His body ached. He could feel the small pieces of shrapnel embedded in his left arm, each sliver an individual sun, burning his flesh from the inside, out. His head throbbed with so much force that he thought his brains were going to come bursting out of his temples. He kept his eyes closed tight to avoid even the dull daylight intensifying the relentless pounding. The pain was secondary; and his now adrenaline-reliant mind began focusing exclusively on survival. Laying on his stomach, he lifted his face out of the mud. Realizing it hadn’t rained in days, he was reminded that the saturated earth that he had collapsed and nearly drown in was a mixture of spilled fuel from a nearby overturned personnel truck and the blood of the unrecognizable dead man that lay but an arm’s length away. Lifting his body, now heavy with exhaustion, from the ground with his arms was a battle in itself. His right arm was burdened with most of the task to make up for the weakness in his injured left. The muscles in his back wretched and his calves burned, but he had to move.
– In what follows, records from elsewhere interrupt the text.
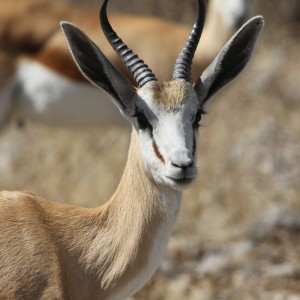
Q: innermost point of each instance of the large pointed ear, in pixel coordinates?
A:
(230, 61)
(97, 69)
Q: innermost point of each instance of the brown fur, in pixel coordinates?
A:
(55, 251)
(170, 94)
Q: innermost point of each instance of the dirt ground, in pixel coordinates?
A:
(238, 233)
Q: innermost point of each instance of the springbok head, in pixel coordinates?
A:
(166, 115)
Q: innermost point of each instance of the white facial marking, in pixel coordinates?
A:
(233, 12)
(168, 146)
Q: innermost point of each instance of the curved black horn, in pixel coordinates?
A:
(182, 68)
(140, 71)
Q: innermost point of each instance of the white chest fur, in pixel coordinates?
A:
(172, 202)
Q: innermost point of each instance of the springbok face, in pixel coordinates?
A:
(165, 115)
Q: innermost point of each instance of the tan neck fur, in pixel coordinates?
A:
(117, 247)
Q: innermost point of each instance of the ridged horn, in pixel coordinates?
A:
(182, 68)
(140, 71)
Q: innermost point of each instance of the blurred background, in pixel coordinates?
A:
(238, 233)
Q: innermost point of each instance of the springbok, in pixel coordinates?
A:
(55, 251)
(45, 85)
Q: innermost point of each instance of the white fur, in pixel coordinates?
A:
(173, 134)
(172, 201)
(232, 11)
(49, 98)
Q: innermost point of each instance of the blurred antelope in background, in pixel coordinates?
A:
(56, 251)
(39, 82)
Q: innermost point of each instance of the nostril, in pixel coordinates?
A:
(182, 165)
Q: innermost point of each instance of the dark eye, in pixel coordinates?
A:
(143, 121)
(196, 122)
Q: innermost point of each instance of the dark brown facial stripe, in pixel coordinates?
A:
(157, 152)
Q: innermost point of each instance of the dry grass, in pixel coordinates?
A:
(238, 233)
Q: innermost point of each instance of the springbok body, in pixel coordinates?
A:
(54, 251)
(46, 87)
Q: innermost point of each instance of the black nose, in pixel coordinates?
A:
(183, 165)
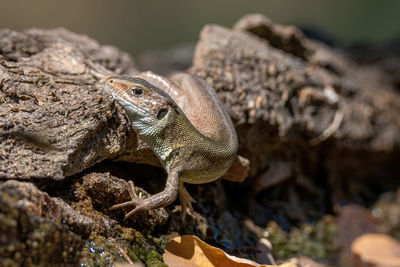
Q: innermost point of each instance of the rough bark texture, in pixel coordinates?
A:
(309, 118)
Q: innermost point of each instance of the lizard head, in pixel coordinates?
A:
(146, 105)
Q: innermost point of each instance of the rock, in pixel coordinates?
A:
(281, 103)
(31, 228)
(54, 121)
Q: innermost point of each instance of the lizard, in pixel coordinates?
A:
(184, 123)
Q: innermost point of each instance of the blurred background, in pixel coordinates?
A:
(136, 26)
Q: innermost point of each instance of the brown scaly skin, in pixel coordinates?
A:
(184, 123)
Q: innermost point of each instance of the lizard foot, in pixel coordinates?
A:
(135, 201)
(186, 201)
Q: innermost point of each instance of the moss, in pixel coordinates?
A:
(315, 241)
(101, 251)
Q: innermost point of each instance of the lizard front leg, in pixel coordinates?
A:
(162, 199)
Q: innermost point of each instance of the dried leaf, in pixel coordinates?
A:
(376, 250)
(190, 251)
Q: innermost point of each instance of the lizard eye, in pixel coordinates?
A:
(161, 113)
(137, 91)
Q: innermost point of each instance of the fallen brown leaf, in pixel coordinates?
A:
(190, 251)
(376, 250)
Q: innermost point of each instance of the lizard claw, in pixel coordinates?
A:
(135, 201)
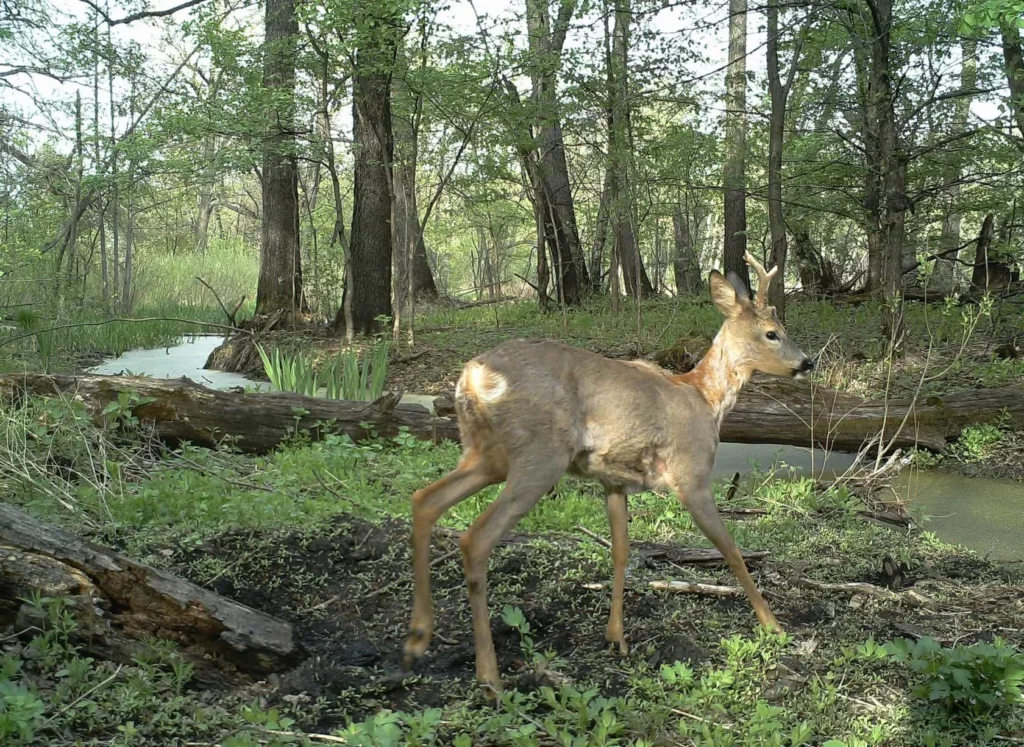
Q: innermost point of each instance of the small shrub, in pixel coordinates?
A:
(975, 443)
(345, 376)
(973, 680)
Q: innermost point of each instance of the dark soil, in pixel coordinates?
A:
(347, 590)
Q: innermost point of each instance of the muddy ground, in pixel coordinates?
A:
(347, 590)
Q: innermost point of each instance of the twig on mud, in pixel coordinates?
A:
(230, 315)
(695, 587)
(237, 483)
(682, 587)
(85, 695)
(317, 737)
(385, 587)
(914, 598)
(340, 497)
(596, 537)
(695, 717)
(410, 358)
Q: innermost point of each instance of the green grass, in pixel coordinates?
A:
(830, 681)
(834, 682)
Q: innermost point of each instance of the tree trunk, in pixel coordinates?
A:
(627, 249)
(552, 170)
(600, 237)
(779, 94)
(871, 200)
(370, 284)
(734, 172)
(202, 232)
(990, 271)
(1014, 60)
(280, 287)
(943, 277)
(120, 603)
(817, 276)
(776, 412)
(892, 167)
(686, 268)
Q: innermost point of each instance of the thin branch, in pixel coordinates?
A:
(141, 13)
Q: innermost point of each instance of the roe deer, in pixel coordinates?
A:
(531, 410)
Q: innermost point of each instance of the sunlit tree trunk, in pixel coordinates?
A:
(734, 172)
(280, 287)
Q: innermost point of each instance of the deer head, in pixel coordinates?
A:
(753, 334)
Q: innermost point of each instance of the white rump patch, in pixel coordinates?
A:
(485, 384)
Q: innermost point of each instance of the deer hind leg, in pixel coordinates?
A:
(527, 482)
(619, 521)
(472, 475)
(699, 501)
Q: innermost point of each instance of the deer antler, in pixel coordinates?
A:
(764, 280)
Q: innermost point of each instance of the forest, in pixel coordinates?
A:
(247, 249)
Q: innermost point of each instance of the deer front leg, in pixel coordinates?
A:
(699, 501)
(428, 505)
(526, 485)
(619, 522)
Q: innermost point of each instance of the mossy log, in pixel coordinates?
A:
(118, 602)
(767, 412)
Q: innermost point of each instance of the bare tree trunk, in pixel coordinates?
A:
(1014, 60)
(734, 172)
(686, 268)
(628, 251)
(97, 158)
(943, 278)
(600, 236)
(370, 286)
(546, 46)
(779, 92)
(114, 202)
(280, 286)
(892, 167)
(991, 272)
(205, 195)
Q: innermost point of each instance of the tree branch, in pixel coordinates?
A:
(132, 17)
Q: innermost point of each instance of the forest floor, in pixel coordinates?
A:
(335, 563)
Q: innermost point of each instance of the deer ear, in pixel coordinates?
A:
(723, 294)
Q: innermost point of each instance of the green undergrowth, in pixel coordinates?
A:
(699, 671)
(948, 346)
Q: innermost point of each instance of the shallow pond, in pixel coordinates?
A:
(984, 514)
(185, 359)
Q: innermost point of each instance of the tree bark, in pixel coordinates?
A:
(775, 412)
(990, 271)
(563, 237)
(280, 287)
(734, 172)
(943, 277)
(1013, 58)
(686, 268)
(600, 237)
(627, 249)
(779, 93)
(120, 602)
(892, 164)
(370, 273)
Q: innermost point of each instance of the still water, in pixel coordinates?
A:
(984, 514)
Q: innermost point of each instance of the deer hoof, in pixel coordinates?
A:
(492, 689)
(416, 647)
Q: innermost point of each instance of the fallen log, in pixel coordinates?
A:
(775, 412)
(118, 602)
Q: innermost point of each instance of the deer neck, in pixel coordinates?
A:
(719, 377)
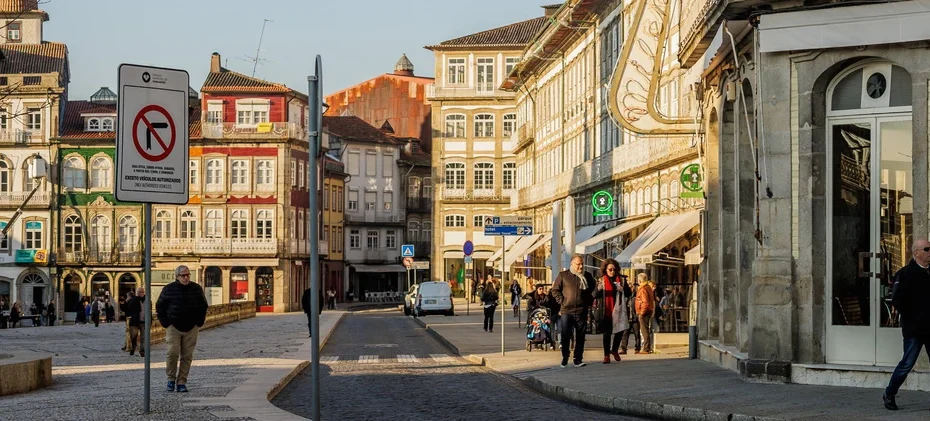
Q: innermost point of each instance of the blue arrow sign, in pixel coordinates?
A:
(406, 250)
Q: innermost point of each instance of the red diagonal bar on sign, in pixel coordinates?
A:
(154, 133)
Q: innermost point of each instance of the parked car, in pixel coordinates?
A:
(433, 298)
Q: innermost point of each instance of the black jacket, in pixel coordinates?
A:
(567, 292)
(305, 301)
(911, 297)
(181, 306)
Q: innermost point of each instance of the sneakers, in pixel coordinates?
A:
(889, 402)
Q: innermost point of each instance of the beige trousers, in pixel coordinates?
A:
(180, 347)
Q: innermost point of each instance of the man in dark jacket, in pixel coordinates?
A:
(911, 297)
(306, 304)
(182, 310)
(573, 289)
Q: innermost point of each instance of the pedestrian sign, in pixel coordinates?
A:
(152, 142)
(406, 250)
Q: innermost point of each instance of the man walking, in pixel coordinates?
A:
(911, 297)
(182, 310)
(574, 291)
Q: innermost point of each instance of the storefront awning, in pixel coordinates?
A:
(378, 268)
(595, 243)
(693, 256)
(662, 232)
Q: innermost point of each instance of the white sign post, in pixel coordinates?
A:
(152, 156)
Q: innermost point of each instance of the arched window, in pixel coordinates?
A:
(128, 234)
(100, 173)
(74, 234)
(74, 173)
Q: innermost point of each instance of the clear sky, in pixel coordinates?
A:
(358, 39)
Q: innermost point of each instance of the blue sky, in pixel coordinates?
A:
(358, 39)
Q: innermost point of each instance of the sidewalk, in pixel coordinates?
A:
(662, 386)
(237, 369)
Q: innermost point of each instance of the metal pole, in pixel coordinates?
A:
(316, 123)
(503, 275)
(147, 217)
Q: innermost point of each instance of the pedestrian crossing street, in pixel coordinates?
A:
(398, 359)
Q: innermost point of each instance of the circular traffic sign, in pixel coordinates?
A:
(153, 122)
(691, 179)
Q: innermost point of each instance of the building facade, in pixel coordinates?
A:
(34, 76)
(473, 122)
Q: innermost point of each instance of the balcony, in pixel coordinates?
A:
(434, 92)
(216, 246)
(621, 162)
(41, 199)
(98, 257)
(233, 131)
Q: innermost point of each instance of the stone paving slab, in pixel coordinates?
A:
(237, 367)
(665, 385)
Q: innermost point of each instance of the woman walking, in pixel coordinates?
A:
(613, 293)
(489, 299)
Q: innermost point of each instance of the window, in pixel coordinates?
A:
(214, 224)
(510, 124)
(453, 221)
(372, 239)
(510, 174)
(388, 201)
(390, 239)
(484, 125)
(162, 225)
(34, 235)
(353, 200)
(455, 125)
(194, 172)
(14, 32)
(370, 199)
(74, 173)
(239, 224)
(73, 234)
(355, 239)
(455, 175)
(188, 225)
(264, 176)
(264, 221)
(456, 71)
(387, 165)
(252, 112)
(101, 232)
(34, 118)
(484, 176)
(215, 175)
(100, 173)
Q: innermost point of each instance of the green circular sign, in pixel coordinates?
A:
(691, 179)
(603, 203)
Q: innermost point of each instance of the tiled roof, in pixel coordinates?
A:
(514, 35)
(229, 81)
(47, 57)
(355, 129)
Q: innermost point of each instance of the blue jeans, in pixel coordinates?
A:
(912, 347)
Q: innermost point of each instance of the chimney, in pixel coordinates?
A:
(215, 63)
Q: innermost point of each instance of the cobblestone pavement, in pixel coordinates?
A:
(386, 367)
(93, 379)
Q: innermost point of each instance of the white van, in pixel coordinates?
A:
(434, 298)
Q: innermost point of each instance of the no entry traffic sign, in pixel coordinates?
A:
(152, 138)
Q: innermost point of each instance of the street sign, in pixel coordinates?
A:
(406, 250)
(152, 145)
(603, 203)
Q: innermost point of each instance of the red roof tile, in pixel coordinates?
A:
(514, 35)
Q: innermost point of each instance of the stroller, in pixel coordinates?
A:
(539, 330)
Face down in the muck was the last place he wanted to die, and his father would never forgive him for it.

As he lifted himself but inches from the ground, he could feel the heat of the battle above. The air was stifling. The smoke from the explosions burned his lungs. he could feel the exhaust fumes singeing his nostril hair, and he began to sweat instantly. He could feel the soft accumulation of warm ash falling onto his clean-shaven head as he slowly began bringing one knee up into his chest to begin the arduous process of standing. Before he had the chance to anchor himself, a hot, dry gust of wind caught him unprepared, flipped him, and dropped him face up, like a limp fish splashing into the mud. he clenched his fists and his jaw simultaneously, and then let out a long, weak and capitulating sigh. Could this be the end, he thought. An entire elite division of the imperial army is bearing down on me, and I can’t even get my sorry ass out of the mud.

He felt the energy drain from his body, and he opened his eyes.

The sky that had that morning been a crisp, cloudless blue was now a hazy, crimson red, scattered with columns of black and patches of wispy gray. He had to blink and squint to keep ash from getting into his eyes. As he stared into the endless expanse of the sky, his mind wandered, and he was soon standing on the lighthouse dock back home, gazing at first across the ocean, into what seemed like undiscovered adventure and endless possibilities. But his eyes always were eventually drawn back, pulled downwards, violently, into the murky waters of the bay. What lies at the bottom of the bay? Deep, dark, nothingness. Expansive nothingness. Death. The fears of men. Oceans are not treaded lightly, for mistakes or misfortunes on her sparkling surface will end grimly with you beneath it, as his father always said.

The shrieking screams of a woman sent him springing suddenly into a sitting position.